Os três personagens passaram a vida execrando uns aos outros e tinham a perder com a aliança política: “O doutor Getulio sairá do seu túmulo para nos condenar”, esbravejou Leonel Brizola, que não quis saber de conversa.
A Frente Ampla foi a mais improvável das alianças políticas brasileiras. Sacudiu o país, como previu Tancredo Neves, animadíssimo com a ideia. Reuniu praticamente todas as correntes políticas — incluindo comunistas e trotskistas, com Mário Pedrosa à frente —, aglutinou grupos à direita inconformados com a ditadura, protagonizou os primeiros comícios oposicionistas desde o golpe militar, abriu a discussão política em reuniões públicas, debates e manifestações de rua.

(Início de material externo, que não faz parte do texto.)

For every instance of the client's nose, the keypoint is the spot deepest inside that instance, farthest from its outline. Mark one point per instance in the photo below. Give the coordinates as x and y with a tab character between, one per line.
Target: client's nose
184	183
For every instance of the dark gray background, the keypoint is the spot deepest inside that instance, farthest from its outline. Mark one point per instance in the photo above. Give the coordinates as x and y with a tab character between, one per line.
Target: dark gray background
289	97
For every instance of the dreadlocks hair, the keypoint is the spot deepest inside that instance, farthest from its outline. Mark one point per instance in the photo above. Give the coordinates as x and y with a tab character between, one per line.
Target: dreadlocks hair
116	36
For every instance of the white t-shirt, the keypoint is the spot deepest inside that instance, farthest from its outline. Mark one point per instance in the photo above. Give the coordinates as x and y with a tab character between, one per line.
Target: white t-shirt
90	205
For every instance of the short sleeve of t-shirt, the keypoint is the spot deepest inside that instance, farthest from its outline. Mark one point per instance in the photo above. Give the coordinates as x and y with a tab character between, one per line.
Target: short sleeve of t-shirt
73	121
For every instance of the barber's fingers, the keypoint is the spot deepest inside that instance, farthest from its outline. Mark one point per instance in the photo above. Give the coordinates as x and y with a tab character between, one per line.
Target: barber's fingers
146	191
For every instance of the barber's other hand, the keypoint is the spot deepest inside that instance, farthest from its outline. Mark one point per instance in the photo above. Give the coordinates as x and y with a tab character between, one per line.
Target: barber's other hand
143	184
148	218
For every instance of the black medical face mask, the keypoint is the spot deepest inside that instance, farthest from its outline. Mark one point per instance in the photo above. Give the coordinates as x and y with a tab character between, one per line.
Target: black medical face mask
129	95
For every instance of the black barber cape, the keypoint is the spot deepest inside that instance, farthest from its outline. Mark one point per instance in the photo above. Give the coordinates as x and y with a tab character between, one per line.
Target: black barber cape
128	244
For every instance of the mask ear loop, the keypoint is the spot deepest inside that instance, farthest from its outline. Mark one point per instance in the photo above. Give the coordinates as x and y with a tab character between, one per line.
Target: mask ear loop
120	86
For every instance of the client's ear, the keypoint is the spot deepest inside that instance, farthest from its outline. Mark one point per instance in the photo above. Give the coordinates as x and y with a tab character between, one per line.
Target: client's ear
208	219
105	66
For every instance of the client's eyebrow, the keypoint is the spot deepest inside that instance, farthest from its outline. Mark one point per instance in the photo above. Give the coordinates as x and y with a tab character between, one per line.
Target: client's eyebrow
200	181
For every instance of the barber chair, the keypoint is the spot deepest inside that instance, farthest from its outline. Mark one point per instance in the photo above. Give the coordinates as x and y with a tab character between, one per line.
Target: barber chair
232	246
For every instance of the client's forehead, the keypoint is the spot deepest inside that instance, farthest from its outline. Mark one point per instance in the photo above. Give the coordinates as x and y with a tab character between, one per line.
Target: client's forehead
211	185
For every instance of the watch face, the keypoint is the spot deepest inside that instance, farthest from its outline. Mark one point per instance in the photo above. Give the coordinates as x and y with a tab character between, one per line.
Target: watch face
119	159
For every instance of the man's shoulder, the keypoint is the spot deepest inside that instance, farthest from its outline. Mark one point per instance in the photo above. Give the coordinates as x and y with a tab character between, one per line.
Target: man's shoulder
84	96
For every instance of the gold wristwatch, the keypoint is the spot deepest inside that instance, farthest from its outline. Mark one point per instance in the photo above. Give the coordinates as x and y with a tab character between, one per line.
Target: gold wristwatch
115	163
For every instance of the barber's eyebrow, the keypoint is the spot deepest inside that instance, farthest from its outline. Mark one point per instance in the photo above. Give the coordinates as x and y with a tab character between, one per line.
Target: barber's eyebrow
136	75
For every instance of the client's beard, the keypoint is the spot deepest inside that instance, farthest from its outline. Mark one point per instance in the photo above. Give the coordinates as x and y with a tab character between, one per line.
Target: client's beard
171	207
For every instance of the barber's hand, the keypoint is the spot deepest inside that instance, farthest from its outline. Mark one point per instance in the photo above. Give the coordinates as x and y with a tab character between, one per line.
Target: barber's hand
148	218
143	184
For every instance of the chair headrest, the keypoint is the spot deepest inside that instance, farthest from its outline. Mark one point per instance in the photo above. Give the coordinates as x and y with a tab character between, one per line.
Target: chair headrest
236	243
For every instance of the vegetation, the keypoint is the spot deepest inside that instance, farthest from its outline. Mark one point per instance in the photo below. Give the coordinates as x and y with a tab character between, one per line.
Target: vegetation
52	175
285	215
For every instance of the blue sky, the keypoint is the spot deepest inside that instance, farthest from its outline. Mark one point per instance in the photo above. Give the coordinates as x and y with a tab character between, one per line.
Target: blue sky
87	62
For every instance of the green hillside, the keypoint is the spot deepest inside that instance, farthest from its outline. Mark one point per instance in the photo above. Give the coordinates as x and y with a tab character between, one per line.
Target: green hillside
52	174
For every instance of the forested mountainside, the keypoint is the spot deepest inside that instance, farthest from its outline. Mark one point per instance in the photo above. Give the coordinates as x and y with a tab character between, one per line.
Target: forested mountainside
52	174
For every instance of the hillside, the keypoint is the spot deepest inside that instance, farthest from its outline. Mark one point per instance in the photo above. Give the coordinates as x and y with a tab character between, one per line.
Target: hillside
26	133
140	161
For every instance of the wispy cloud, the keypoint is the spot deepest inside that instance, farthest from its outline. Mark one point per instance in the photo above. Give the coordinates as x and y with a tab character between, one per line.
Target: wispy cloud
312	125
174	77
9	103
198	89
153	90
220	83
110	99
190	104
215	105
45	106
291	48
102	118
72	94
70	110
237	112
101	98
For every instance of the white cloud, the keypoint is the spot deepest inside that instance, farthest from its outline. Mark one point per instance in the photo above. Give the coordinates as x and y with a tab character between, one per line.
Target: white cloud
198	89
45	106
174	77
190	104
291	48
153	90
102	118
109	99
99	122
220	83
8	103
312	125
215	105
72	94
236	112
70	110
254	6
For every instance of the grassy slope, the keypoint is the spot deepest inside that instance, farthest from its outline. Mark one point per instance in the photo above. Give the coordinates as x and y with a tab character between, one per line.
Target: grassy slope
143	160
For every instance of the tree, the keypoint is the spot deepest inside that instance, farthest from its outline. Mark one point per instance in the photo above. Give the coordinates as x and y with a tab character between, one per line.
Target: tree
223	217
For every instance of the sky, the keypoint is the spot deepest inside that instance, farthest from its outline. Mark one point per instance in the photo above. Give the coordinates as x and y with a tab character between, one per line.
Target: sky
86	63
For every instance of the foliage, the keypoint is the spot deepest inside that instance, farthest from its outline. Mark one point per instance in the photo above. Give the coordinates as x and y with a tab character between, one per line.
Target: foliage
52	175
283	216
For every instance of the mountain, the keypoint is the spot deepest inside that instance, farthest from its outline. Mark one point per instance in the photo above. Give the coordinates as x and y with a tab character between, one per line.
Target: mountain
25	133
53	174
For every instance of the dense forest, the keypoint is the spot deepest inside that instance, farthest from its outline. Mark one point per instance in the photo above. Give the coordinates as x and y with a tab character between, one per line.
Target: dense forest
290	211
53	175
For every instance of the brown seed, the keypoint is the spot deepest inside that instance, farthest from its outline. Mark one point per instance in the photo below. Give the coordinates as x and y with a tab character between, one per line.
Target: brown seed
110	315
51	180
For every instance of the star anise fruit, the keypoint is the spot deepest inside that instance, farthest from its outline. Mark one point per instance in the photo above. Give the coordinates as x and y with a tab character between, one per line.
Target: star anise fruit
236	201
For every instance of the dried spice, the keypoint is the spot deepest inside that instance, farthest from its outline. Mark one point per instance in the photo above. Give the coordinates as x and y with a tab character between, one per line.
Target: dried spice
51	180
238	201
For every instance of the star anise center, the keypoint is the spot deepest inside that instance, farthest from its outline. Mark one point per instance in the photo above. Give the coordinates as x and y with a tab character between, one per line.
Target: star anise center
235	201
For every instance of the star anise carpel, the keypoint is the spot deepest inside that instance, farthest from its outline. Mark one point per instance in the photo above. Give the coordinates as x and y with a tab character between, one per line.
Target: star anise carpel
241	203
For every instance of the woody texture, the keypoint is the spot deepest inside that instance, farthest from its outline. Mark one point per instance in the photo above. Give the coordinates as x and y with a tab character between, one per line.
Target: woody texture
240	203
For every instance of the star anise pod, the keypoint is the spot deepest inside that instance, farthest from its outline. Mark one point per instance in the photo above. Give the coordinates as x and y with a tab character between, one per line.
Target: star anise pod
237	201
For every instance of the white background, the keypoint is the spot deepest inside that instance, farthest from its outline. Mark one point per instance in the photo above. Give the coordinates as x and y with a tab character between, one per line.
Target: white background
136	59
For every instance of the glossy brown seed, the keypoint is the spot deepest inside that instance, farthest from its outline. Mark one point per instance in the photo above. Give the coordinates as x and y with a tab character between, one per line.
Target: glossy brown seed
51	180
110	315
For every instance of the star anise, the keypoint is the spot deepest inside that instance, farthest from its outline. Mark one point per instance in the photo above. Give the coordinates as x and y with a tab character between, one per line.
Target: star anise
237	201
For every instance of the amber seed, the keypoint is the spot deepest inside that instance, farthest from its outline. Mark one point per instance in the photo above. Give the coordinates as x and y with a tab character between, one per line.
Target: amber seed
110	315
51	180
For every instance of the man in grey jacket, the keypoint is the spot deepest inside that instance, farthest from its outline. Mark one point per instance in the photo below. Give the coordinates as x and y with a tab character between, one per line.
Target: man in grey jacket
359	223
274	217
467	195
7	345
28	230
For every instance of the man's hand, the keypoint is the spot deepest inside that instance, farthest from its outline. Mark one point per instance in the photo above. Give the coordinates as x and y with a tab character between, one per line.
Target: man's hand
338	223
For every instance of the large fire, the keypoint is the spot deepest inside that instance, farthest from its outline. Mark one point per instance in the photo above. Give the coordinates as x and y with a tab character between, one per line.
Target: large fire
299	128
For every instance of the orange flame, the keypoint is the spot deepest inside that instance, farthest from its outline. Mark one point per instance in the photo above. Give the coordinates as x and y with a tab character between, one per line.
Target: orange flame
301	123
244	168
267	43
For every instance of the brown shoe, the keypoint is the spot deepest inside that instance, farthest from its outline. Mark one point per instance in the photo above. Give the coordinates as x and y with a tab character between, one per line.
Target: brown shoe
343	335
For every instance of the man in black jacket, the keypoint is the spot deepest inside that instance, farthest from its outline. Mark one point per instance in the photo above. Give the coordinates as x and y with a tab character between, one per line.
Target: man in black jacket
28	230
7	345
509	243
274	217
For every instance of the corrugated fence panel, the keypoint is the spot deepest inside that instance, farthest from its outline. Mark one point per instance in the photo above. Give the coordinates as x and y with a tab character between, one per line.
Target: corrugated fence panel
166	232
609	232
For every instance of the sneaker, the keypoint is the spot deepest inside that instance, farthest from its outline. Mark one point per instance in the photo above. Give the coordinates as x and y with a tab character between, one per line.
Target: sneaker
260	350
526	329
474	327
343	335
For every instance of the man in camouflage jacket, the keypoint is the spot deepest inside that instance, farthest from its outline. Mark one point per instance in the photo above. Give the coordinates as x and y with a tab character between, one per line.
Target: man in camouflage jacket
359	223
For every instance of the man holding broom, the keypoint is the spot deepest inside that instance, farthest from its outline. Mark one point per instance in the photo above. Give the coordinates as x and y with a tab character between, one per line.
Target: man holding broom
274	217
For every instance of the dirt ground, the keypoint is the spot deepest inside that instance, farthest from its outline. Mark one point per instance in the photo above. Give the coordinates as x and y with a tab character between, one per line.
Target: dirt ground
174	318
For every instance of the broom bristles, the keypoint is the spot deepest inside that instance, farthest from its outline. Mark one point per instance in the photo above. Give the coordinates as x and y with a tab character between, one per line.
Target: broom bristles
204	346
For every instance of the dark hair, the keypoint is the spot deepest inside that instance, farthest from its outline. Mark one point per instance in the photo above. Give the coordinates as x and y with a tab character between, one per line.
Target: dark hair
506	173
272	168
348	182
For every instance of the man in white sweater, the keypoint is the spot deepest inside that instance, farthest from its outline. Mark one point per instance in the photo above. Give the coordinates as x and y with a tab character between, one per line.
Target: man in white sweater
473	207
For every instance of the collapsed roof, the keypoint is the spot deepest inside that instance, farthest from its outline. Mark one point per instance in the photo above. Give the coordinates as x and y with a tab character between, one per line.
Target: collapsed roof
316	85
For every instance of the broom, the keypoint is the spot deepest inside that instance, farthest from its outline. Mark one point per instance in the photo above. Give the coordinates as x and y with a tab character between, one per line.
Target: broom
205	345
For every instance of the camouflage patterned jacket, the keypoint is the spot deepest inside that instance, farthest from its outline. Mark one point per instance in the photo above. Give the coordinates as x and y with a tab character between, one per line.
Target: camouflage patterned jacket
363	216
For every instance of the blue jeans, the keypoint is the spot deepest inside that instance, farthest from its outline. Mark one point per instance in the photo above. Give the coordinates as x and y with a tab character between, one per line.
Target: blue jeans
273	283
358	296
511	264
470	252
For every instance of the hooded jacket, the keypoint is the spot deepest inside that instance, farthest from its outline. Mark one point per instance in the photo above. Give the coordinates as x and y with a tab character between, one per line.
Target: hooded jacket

Fabricou um programa mínimo, capaz de reunir os opostos em torno de causas comuns pelas quais valia a pena lutar: restauração do poder civil, soberania nacional, anistia, pluripartidarismo, direito de greve, constituinte, eleições diretas.
“Era um projeto perigoso demais e não podia durar: com um decreto duro, o general Costa e Silva extinguiu a Frente Ampla em 5 de abril de 1968”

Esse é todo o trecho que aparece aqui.